Photo: Ross D. Franklin/AP

Suns guard Isaiah Canaan suffered an ankle injury in Wednesday’s game against the Mavericks, but “ankle injury” is putting it lightly. That it was immediately described with the words “Gordon Hayward-like” might provide a clue to the severity, or maybe it’s the image in which the heel of Canaan’s foot is visible despite the rest of his front side facing the camera.

In sports photography you’ll usually find shots of a player grimacing in pain after an injury, but the photos taken by Ross D. Franklin of the Associated Press are rare in that it was a case of “perfect” timing. Canaan’s left ankle is still in the process of fracturing. His face hasn’t fully expressed what he’s going to feel. His teammates and opponents haven’t yet recoiled or turned away. It’s a striking but not explicit image: There are no jutting bones or blood, but it’s clear that something has gone awry.


Franklin actually submitted three photos of Canaan’s fall. They can be found in order below. As a warning, the third one shows the actual ankle breaking.

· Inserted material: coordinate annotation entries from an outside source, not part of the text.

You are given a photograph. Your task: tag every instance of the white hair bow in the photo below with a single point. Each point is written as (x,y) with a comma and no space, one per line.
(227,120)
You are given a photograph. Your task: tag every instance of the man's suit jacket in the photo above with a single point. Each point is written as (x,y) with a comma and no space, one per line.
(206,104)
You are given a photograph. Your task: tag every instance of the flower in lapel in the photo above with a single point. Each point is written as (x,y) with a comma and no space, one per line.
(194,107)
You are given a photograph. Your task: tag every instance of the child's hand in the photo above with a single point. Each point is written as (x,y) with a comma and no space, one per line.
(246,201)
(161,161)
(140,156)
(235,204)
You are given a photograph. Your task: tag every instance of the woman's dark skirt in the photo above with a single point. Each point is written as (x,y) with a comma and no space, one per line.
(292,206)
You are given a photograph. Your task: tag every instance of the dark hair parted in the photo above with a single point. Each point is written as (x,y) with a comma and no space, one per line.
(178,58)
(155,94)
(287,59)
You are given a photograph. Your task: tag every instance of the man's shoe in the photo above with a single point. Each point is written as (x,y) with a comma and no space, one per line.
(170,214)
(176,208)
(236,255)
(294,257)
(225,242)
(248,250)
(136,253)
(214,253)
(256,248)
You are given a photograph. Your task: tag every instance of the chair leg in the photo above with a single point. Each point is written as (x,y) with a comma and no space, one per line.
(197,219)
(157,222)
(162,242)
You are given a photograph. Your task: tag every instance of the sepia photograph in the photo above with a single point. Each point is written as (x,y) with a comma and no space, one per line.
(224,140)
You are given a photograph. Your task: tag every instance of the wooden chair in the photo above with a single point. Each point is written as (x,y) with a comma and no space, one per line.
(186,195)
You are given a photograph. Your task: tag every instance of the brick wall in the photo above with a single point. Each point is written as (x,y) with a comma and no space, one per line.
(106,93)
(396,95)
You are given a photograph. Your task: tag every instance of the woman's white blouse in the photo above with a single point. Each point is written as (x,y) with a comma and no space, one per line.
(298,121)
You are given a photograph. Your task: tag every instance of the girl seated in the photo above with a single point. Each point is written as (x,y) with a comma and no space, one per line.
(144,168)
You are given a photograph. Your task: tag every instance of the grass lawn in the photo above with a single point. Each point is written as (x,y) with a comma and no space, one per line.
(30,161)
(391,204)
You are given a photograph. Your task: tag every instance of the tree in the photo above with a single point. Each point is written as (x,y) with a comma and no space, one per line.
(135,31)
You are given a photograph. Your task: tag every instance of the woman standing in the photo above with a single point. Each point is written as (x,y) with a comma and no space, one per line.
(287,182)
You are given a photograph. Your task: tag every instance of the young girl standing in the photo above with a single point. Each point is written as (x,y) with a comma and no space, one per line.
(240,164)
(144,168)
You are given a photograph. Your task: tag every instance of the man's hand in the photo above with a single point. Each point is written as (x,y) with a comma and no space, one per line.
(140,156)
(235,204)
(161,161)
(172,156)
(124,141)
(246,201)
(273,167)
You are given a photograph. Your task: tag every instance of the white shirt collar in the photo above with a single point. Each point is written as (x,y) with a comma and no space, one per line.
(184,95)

This is going to read like a boast, but it very much isn’t: There are other media outlets that refuse to show any of these photos or video. They’ll write about and describe Canaan’s injury but tell their audience to go search it out for themselves if they’re so curious. (I’d mention them in the post, but you can go search them out for yourselves if you’re so curious.) Aside from the obvious self-righteousness of making a point of announcing this, the logic for this stance doesn’t quite hold: This injury, which happened in front of a crowd and on national TV, was OK to watch live, because you didn’t know it was going to happen, but if you want to watch it after the fact, you’re sick.

Suppose a person didn’t catch a Mavs-Suns game live on a Wednesday night. Suppose that person heard everyone was talking about Canaan’s injury, and when that person went online to see what happened to him, that person instead found no images but a directive to go somewhere else. Whose interests does that serve? No one is being forced to look at Canaan’s broken ankle, but if they’re seeking it out, they shouldn’t have to skip from outlet to outlet to find it.


TV networks have practices in place for how to show particularly gruesome injuries, and there are ways to inform a viewing audience without shoving a broken ankle in their faces. Photography’s different. The picture is the thing. Franklin couldn’t have known that his tumbling subject was about to suffer a severe injury; he just shot. Because of that, he created an incredible photo of a horrific moment.